On the other hand, as in the case where the aerosol solution / propellant ratio is out of the range of 10 to 50/50 to 90 (volume ratio) (Comparative Example 3 and Comparative Example 4) and Comparative Example 5, the amount of methfurthrin jetted is 25 m. Those with less than 5.0 mg per ³ rooms (6 tatami mats) did not last until 20 hours.

Methofluthrin was dissolved in isopropyl myristate to prepare a stock solution of 30.0 w / v% methotreline aerosol. This aerosol stock solution 7.0 mL and liquefied petroleum gas 13.0 mL [aerosol stock solution / propellant ratio: 35/65 (volume ratio)] were pressurized and filled into an aerosol container with an aerosol valve for quantitative spraying (0.1 mL), An aerosol for controlling pests according to the present invention was obtained.
The volume-integrated 90% particle size of the aerosol spray particles was 58 μm. In addition, the amount of methfluthrin ejected in one spray treatment was 10.5 mg.

Using the aerosol, 0.1 mL was sprayed slightly obliquely upward in a nearly sealed 6 tatami room. The chironomid was released in this room and the effect was confirmed, but it was immediately knocked down and was not bothered by pests.

Thus, it is clear that the control effect over 20 hours or more can be achieved only by the mosquito control aerosol of the present invention and the mosquito control method using the same.

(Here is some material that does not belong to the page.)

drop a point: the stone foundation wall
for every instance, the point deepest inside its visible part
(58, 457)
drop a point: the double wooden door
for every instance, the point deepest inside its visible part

The present invention can be used not only for mosquitoes but also for the purpose of controlling a wide range of pests.

Claims (7)

(A) Methofluthrin as a pest control component, and (b) an aerosol stock solution containing an organic solvent, and (c) a propellant, wherein the aerosol stock solution / propellant ratio is 10 to 50/50 to 90 (volume ratio). An aerosol for controlling mosquitoes equipped with an aerosol valve for quantitative spraying,
The aerosol spray particles have a 90% particle diameter of 10 to 80 μm in the volume cumulative distribution, and the amount of methofurin sprayed in one spray process is 5.0 to 12 mg per 4.5 to 8 tatami mats, and its processing space For controlling mosquitoes for 20 hours or more. The aerosol for controlling mosquitoes according to claim 1, wherein a 90% particle diameter in a volume integrated distribution of the spray particles is 25 to 70 µm. The aerosol for mosquito control according to claim 1 or 2, wherein the organic solvent is a lower alcohol having 2 to 3 carbon atoms and / or a higher fatty acid ester having 16 to 20 carbon atoms in total. The mosquito control according to claim 3, wherein the lower alcohol having 2 to 3 carbon atoms is ethanol, and the higher fatty acid ester having 16 to 20 carbon atoms in total is isopropyl myristate. For aerosol. The aerosol for mosquito control according to any one of claims 1 to 4, wherein an injection force (25 ° C) at an injection distance of 20 cm is 2.0 g · f or more. The aerosol for mosquito control according to any one of claims 1 to 5, wherein a spray volume per one time of the aerosol valve for quantitative spraying is 0.1 to 0.9 mL. A method for controlling mosquitoes, comprising spraying a fixed amount of the aerosol for controlling mosquitoes according to any one of claims 1 to 6 indoors.